Wednesday 27 January 2016

The World is My Oyster!

I used to think it was useless to continue with this blog when i kept relapsing.  I remind myself that when I am scrolling through the blogs and see someone posting in the early stages of a new quit, I am drawn to them as I feel so alone when I am taking baby steps after years of talking about quitting.  So I continue.

I am still hanging on to my commitment to refuse alcohol since my last day in Mexico.  I'm in the double digits (been there, done that).  As usual for me, the honeymoon stage of recovery is full of confidence and positive resolve that I am on the forever train to sobriety.  I also know that if and when I relapse it's always after staying away from the cyber sober world for a few days/weeks.  I have to stay close and keep posting.  Although I haven't been posting as much as I should I've been pen-palling and stalking sober blogs.

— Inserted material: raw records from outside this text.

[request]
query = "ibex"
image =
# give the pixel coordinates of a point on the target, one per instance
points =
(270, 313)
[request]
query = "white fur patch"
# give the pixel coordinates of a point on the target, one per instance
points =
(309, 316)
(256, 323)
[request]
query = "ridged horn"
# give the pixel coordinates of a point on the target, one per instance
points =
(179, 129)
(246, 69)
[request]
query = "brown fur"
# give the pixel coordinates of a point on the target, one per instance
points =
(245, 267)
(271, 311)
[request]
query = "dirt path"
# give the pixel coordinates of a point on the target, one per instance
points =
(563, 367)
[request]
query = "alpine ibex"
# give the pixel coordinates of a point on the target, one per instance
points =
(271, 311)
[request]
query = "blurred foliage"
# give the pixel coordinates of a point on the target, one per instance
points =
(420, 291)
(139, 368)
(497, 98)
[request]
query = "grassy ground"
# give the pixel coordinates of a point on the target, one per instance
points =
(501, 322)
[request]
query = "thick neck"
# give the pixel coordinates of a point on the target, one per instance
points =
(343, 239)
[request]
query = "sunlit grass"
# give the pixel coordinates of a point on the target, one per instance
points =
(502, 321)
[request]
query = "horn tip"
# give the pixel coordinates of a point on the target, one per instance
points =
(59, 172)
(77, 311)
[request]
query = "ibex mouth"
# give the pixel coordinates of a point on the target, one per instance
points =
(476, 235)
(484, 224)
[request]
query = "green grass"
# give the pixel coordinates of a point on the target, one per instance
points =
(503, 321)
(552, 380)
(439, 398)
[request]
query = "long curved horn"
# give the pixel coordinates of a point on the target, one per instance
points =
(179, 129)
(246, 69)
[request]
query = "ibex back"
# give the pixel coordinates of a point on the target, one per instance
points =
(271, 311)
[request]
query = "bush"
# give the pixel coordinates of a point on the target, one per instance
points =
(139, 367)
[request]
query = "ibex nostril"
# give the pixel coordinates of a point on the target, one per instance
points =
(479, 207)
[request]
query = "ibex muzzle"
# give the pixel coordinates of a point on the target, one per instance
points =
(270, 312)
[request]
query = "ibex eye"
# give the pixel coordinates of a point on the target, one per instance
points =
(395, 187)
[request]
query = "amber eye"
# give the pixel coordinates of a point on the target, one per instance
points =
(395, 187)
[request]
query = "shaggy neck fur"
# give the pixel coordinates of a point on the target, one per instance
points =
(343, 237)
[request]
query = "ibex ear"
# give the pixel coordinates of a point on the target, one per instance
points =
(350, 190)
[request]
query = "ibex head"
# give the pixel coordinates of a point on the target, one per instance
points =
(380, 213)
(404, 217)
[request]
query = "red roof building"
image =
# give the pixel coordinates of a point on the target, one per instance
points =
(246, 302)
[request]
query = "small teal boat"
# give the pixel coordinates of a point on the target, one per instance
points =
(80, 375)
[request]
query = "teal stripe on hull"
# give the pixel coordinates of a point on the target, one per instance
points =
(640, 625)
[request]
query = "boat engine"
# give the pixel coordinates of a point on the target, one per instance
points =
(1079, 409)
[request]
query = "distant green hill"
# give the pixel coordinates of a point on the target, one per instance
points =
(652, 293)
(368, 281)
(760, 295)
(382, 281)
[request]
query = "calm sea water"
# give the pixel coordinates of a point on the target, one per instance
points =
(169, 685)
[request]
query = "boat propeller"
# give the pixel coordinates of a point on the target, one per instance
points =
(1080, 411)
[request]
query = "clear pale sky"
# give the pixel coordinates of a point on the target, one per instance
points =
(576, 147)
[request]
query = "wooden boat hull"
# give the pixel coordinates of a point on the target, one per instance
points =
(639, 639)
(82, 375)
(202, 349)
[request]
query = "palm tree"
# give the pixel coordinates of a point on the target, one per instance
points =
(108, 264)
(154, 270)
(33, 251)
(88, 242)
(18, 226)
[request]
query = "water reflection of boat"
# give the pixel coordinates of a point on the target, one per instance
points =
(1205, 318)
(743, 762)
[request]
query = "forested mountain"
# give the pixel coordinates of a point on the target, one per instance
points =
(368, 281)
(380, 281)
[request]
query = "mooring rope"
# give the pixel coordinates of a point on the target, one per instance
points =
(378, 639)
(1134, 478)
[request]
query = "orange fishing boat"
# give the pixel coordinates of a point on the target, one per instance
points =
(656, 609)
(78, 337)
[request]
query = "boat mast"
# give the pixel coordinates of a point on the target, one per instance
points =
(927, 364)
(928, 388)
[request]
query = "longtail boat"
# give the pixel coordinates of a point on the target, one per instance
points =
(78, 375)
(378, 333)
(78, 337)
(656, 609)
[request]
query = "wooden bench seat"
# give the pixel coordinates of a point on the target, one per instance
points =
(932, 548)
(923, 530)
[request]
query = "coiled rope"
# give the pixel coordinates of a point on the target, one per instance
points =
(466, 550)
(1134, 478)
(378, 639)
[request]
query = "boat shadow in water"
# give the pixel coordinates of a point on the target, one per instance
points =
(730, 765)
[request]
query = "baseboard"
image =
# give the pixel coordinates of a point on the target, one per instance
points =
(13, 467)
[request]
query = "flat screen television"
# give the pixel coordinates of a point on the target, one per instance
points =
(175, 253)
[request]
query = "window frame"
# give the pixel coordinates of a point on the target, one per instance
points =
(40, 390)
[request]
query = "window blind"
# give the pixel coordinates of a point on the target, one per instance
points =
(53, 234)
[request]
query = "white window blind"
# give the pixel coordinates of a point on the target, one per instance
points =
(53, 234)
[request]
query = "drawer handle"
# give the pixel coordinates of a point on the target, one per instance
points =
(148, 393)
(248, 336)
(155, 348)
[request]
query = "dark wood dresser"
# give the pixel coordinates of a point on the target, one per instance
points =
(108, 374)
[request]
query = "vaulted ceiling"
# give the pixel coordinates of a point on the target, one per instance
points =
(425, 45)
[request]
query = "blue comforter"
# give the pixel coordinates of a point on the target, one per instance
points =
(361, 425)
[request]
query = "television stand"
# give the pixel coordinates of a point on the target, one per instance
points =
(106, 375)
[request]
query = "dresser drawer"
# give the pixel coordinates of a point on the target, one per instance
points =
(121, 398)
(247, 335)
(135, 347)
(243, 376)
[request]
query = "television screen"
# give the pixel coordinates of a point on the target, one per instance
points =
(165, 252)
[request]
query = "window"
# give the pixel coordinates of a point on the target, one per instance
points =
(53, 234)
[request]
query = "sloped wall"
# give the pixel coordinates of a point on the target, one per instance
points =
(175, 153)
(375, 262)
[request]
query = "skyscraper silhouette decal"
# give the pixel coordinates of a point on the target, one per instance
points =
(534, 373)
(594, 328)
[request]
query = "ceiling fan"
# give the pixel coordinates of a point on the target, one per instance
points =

Alcohol, in hindsight, never seems like quite the problem it is when I am in the middle of my drinking times.  When I look back I always remember the nice wine with dinner, the mojito on the beach, the ice cold draft beer on the patio but never the barfing over the side of a friend's hot tub, the listless me slumped over ready for bed at 7pm when the party is just starting.

I have noticed that I am so wide awake, funny and vivacious (as much as one can be at close to 60) at a party when I am abstaining.  My mornings are lovely too.  We have been taking DoTerra Essential Oils and their brand of supplements also).  Renewed energy for both of us and we are hitting milestones in the lovemaking department if you know what I mean.

I have noticed that hubby is abstaining for the most part too.  I really couldn't care less at this point but for his own sake, I am happy.

I surprised myself by not only remembering to complete my list of 'to do's', I found myself outside snow-shoeing by the side of the river and into the nearby forest two days in a row.  I am looking outside as I type and I think I will head out again this morning.

What the hell just happened?  I am not myself?  Who is this new person and what has she done with Princess Procrastinator???

Booze free is one thing.  Booze free and souped up on quality supplements and the World is my Oyster!!